Opennmt-tf : train a transformer model with case factors (a.k.a. case features) possible?

Hi, everyone,
after having read the latest announcements on source factors (a.k.a. case features) I’m wondering if it’s possible now to train a transformer model with Opennmt-tf by using source/target case annotations similar to how it worked with former Opennmt-lua, e.g. cat [src|tgt] | tokenizer --case_feature […]
If so, would it be possible even to train it with a subword model, e.g. sentencepiece?
Thanks for any answer that makes things clearer.

1 Like

Hi,

Only source factors/features are currently implemented in OpenNMT-tf, OpenNMT-py, and CTranslate2. So you cannot use target case annotations as you used in OpenNMT-lua.

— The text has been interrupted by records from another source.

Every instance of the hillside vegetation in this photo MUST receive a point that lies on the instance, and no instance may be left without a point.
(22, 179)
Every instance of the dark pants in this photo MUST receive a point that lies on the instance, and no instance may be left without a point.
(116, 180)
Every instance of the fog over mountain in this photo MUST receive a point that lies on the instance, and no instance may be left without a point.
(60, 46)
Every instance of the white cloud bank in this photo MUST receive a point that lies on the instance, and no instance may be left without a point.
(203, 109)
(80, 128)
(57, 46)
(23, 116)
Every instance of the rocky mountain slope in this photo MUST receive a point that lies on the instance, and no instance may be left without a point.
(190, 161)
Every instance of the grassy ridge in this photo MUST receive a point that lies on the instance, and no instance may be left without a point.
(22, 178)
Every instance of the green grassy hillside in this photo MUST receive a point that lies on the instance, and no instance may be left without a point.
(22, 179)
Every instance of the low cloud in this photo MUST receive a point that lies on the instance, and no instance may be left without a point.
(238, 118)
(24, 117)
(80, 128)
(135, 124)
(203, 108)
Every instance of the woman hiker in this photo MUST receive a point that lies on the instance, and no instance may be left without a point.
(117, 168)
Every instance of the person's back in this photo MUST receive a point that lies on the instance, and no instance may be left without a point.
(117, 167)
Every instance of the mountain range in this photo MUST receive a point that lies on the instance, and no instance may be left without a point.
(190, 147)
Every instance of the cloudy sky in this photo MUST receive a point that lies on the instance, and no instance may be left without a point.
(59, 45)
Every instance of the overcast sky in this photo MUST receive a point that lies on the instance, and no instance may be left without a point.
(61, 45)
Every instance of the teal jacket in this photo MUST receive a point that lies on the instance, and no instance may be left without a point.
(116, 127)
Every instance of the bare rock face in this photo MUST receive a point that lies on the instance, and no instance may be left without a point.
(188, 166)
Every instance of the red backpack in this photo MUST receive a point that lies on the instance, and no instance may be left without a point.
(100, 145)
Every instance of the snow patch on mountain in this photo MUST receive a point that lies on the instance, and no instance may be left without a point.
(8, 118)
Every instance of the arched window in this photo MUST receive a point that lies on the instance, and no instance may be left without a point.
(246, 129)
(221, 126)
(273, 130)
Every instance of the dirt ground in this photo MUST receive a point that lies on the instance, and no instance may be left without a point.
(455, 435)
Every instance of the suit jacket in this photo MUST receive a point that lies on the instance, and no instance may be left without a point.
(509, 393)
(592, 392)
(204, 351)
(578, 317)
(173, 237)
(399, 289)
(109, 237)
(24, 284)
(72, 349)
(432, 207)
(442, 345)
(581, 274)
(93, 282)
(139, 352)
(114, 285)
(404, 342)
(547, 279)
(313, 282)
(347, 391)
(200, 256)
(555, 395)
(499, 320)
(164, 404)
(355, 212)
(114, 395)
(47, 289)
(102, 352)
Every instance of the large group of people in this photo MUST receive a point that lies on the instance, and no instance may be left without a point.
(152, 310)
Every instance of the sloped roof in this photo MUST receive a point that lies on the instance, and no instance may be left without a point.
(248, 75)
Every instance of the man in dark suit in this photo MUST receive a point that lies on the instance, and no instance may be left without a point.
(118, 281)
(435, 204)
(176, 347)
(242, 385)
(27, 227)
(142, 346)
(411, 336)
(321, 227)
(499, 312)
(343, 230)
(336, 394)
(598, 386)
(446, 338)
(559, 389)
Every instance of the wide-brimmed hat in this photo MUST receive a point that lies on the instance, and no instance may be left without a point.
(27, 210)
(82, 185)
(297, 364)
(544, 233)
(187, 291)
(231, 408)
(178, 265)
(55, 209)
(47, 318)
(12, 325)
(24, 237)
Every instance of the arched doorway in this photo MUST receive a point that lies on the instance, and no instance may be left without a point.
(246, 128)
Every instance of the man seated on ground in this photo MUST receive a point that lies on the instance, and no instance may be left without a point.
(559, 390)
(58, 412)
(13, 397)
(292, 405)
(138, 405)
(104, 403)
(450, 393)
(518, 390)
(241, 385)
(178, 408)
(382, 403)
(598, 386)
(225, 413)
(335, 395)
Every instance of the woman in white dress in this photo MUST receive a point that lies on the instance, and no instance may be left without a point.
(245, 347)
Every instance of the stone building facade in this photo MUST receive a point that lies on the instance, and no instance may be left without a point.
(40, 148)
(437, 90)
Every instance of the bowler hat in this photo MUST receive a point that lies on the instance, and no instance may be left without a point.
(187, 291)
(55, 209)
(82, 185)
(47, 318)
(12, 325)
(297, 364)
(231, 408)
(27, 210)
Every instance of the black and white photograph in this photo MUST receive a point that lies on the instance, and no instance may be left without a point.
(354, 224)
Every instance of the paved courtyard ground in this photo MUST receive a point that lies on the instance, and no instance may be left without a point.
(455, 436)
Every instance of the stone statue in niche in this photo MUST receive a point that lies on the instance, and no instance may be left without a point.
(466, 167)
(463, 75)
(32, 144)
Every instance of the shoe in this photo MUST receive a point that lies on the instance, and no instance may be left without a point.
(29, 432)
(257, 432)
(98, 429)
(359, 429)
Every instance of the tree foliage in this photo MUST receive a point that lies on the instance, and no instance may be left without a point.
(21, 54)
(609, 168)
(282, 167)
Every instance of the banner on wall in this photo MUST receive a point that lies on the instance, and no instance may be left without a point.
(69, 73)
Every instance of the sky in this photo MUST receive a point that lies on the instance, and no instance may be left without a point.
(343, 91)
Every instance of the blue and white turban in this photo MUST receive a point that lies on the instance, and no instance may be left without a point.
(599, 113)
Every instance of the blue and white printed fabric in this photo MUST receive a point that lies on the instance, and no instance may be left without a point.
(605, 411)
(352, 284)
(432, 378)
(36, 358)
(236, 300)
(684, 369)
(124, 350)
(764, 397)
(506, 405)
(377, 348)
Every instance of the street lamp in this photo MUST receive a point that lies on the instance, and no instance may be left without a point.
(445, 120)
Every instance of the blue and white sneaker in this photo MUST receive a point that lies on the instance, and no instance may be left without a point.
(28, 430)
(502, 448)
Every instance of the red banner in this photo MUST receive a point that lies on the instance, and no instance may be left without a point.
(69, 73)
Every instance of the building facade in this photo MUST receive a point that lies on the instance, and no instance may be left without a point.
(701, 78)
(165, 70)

The current alternative is the tokenizer option case_markup which can be used for both the source and the target:

$ echo "Hello World!" | cli/tokenize --case_markup --soft_case_regions
⦅mrk_case_modifier_C⦆ hello ⦅mrk_case_modifier_C⦆ world ■!

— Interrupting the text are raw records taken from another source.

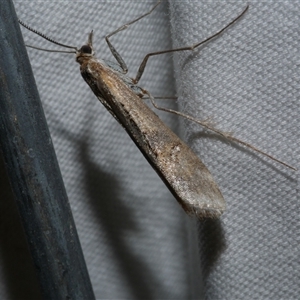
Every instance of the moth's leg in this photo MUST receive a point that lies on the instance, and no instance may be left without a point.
(123, 27)
(192, 47)
(208, 126)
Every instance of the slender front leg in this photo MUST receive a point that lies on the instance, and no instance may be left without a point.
(123, 27)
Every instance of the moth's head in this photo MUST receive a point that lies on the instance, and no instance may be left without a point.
(86, 50)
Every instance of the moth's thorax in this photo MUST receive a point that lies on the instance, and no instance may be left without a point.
(84, 53)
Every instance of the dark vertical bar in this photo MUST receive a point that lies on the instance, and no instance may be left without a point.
(34, 173)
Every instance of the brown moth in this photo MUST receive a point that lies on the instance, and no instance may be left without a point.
(179, 167)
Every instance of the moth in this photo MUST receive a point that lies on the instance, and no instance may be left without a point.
(179, 167)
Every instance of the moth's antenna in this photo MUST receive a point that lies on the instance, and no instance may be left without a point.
(48, 39)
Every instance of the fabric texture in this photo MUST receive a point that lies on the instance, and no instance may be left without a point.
(137, 241)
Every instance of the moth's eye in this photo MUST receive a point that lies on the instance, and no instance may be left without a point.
(86, 49)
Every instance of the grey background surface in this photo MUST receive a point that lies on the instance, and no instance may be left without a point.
(137, 241)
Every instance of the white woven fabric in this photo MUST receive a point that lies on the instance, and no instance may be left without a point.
(137, 241)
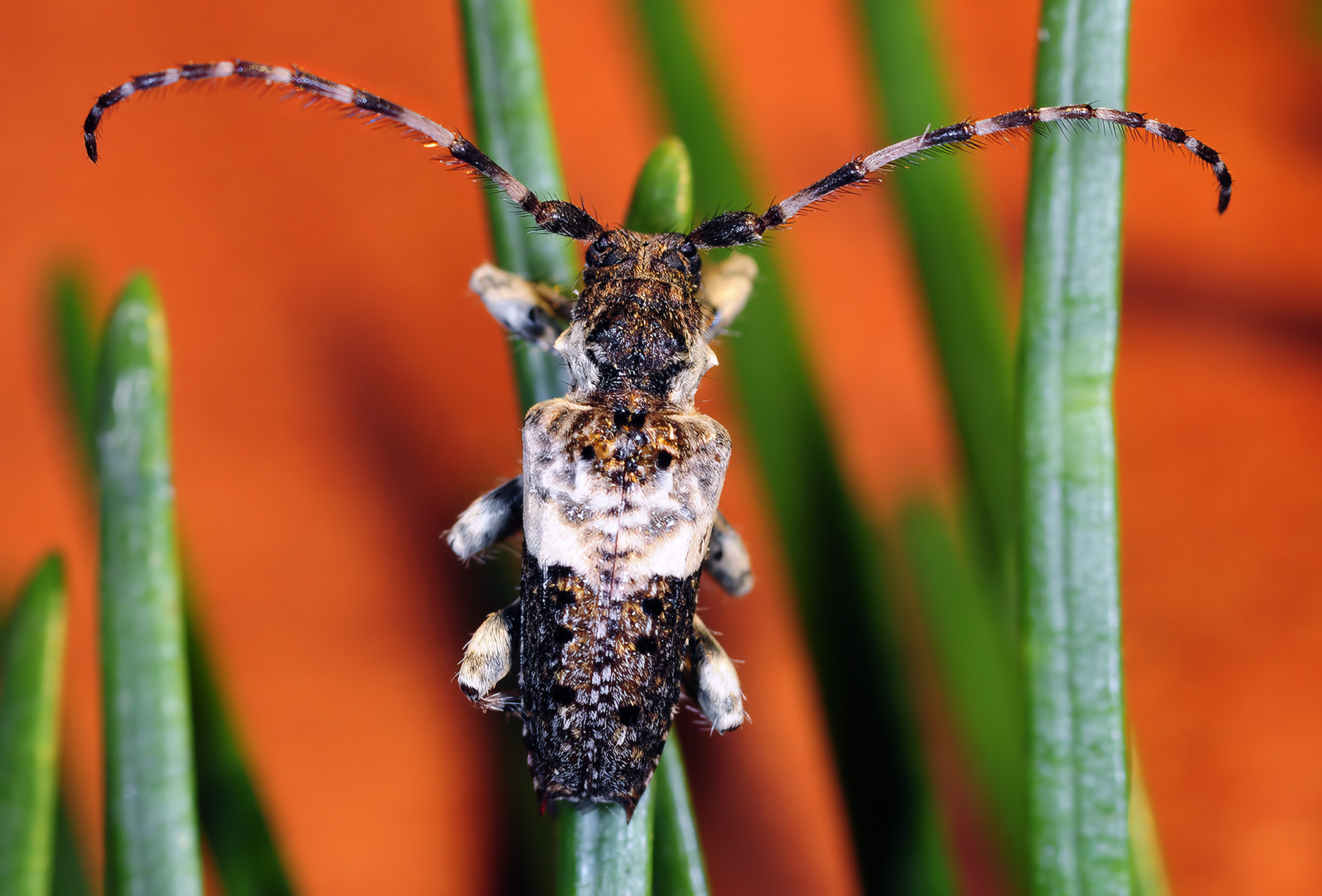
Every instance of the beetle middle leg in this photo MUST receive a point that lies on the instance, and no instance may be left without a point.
(530, 311)
(713, 682)
(491, 519)
(725, 289)
(488, 657)
(727, 560)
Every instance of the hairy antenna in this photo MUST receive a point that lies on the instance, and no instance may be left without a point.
(552, 216)
(742, 228)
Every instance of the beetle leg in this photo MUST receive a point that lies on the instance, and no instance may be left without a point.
(530, 311)
(488, 657)
(488, 520)
(725, 289)
(713, 682)
(727, 560)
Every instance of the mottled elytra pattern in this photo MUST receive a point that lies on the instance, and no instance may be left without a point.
(621, 477)
(619, 509)
(601, 681)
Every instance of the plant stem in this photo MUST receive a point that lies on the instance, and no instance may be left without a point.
(961, 286)
(513, 126)
(599, 853)
(662, 203)
(151, 817)
(833, 553)
(1079, 839)
(31, 672)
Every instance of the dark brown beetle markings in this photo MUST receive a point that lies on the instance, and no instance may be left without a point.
(621, 477)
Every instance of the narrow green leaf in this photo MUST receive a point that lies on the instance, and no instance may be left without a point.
(679, 869)
(662, 203)
(833, 553)
(978, 668)
(31, 673)
(1079, 838)
(69, 876)
(231, 810)
(1148, 869)
(598, 853)
(151, 818)
(229, 806)
(602, 854)
(515, 130)
(961, 282)
(662, 196)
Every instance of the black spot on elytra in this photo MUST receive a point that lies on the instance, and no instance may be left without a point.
(627, 421)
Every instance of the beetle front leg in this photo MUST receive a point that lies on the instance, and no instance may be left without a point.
(727, 560)
(494, 517)
(530, 311)
(488, 657)
(725, 289)
(713, 682)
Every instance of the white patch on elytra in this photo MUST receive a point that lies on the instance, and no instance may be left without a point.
(487, 657)
(621, 538)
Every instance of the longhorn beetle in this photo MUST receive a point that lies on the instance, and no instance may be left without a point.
(621, 477)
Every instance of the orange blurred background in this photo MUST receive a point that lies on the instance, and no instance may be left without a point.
(340, 397)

$ echo "⦅mrk_case_modifier_C⦆ hello ⦅mrk_case_modifier_C⦆ world ■!" | cli/detokenize 
Hello World!

This approach works well and does not require any model changes.

1 Like

Hi Guillaume,
thanks for your immediate reply. BTW : great improvements, thank you!
Aah, I see : markup is protected, so it works transparently.
When dealing with subword model, e.g. sentencepiece : is it better to split first and apply markup second? Should work better IMHO when using with tokenize --segment_case - or am I missing something?

As you noticed, case_markup requires segment_case so it is automatically enabled:

echo "WiFi" | cli/tokenize --case_markup --soft_case_regions --joiner_annotate
⦅mrk_case_modifier_C⦆ wi■ ⦅mrk_case_modifier_C⦆ fi

Ideally the subword model should be trained and applied after this case markup tokenization so that the subword model is case insensitive. BPE always requires a pretokenization so this is how it works anyway, but SentencePiece is usually applied on the whole sentence. In that case we suggest to train SentencePiece with a pretokenization, like BPE.

You can achieve that when training the subword models with the OpenNMT Tokenizer: Tokenizer/bindings/python at master · OpenNMT/Tokenizer · GitHub

case_markup with SentencePiece applied on the full sentence is an open issue:

Perfect answer - thanks!
Cheers, Martin

1 Like